A living trust is an estate planning tool that allows a person to create a trust that can provide benefits, such as avoiding parts of probate. The reason assets in a living trust avoid probate is simple: it is no longer part of your estate, and since the assets do not technically belong to you, they would not be part of the state’s probate process.
If my property doesn’t belong to me, can I use it?
Of course, you can. The use of the property, be it a home or savings and investment accounts, is still available to you. That’s often a large part of the legal language in creating a living trust in the first place. The exact language and format might change from trust to trust based on the individual’s need, but no one is barred from making use of the trust they’ve funded.
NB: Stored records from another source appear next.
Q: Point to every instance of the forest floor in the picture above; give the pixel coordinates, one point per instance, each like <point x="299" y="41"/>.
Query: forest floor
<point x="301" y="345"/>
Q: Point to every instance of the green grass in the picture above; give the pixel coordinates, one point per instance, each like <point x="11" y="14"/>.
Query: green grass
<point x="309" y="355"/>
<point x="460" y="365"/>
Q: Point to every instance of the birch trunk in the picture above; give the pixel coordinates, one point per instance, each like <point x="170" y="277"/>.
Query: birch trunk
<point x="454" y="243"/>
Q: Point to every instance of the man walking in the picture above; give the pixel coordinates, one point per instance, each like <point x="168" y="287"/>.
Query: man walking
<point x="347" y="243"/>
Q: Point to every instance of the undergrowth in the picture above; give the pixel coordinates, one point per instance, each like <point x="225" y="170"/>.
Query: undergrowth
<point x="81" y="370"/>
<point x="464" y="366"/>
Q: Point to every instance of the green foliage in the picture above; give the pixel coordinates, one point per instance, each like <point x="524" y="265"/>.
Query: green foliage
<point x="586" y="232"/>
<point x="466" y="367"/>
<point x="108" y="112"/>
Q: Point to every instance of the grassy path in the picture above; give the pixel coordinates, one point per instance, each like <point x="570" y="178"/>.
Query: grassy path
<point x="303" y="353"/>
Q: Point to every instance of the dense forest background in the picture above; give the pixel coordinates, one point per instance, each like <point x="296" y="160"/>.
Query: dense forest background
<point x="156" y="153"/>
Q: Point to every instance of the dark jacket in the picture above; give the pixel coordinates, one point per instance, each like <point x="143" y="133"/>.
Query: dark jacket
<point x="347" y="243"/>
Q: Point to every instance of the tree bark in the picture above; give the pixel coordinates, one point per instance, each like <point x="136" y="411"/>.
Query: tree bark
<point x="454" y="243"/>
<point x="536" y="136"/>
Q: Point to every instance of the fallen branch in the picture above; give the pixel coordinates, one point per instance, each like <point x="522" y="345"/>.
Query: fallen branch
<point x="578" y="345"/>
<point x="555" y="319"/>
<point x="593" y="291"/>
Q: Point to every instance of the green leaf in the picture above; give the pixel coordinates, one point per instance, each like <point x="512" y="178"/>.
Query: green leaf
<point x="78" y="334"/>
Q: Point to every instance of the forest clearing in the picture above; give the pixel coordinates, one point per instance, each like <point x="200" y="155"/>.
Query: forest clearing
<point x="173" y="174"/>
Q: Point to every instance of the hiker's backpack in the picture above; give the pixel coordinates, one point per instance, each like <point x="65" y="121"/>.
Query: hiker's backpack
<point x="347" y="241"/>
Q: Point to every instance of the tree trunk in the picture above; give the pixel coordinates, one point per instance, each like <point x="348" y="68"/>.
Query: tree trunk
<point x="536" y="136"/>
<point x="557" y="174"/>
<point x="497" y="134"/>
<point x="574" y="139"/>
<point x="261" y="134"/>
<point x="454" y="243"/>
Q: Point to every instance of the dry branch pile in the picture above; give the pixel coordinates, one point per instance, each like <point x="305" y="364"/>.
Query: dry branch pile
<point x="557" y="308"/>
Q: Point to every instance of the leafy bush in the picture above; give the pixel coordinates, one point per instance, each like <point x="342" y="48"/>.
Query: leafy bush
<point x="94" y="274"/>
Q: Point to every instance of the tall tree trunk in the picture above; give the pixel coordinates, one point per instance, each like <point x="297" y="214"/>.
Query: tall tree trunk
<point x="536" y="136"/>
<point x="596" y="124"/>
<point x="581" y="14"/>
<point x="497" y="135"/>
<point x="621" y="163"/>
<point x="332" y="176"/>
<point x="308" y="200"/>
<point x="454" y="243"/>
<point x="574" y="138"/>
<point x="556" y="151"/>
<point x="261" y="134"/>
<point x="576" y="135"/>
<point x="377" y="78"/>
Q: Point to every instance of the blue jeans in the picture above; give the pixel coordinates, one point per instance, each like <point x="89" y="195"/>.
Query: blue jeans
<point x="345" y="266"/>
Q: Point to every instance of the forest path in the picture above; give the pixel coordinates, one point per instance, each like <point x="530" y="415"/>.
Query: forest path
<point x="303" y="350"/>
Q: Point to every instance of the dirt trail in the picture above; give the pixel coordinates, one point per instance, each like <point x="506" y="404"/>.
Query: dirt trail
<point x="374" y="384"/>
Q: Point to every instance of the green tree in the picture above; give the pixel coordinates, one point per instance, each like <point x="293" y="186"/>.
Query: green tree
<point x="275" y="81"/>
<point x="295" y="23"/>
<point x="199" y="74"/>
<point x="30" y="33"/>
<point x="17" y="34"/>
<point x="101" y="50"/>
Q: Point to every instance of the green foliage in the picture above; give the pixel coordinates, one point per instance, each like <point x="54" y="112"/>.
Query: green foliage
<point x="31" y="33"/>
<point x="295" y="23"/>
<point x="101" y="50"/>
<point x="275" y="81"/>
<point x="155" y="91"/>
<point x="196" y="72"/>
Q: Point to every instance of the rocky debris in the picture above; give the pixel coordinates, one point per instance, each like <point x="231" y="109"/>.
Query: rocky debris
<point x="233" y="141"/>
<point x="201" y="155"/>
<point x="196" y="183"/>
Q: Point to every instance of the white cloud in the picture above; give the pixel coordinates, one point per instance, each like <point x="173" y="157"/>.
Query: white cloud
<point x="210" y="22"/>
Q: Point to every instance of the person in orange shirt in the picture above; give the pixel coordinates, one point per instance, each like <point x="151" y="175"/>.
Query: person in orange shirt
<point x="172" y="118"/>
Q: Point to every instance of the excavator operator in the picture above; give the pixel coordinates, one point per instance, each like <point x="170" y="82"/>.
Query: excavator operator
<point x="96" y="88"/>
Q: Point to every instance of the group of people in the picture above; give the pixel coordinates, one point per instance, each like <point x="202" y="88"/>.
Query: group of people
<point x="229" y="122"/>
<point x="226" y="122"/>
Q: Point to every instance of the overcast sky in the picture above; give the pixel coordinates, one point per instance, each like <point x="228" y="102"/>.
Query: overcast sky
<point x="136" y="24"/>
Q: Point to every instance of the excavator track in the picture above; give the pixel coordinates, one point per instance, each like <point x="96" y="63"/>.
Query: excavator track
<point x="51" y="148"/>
What are the other benefits of a living trust?
Living trusts can help estate planning efforts in many other ways, such as:
- Managing property owned in other states
- Avoiding any public record of your assets
- Maintaining some control over your assets after you’ve passed on
- Allowing you to create a care plan for yourself if you become incapacitated.
These benefits combined make it clear why living trusts are such a popular estate planning tool.
Are there any drawbacks?
There may be some drawbacks to a revocable living trust that may make one inappropriate for your estate plan. Often, you may have some maintenance and initiation fees, and of course, in Tennessee, the probate process is less vigorous than in other states.
Deciding on what to use for your estate plan depends on your needs and your priorities.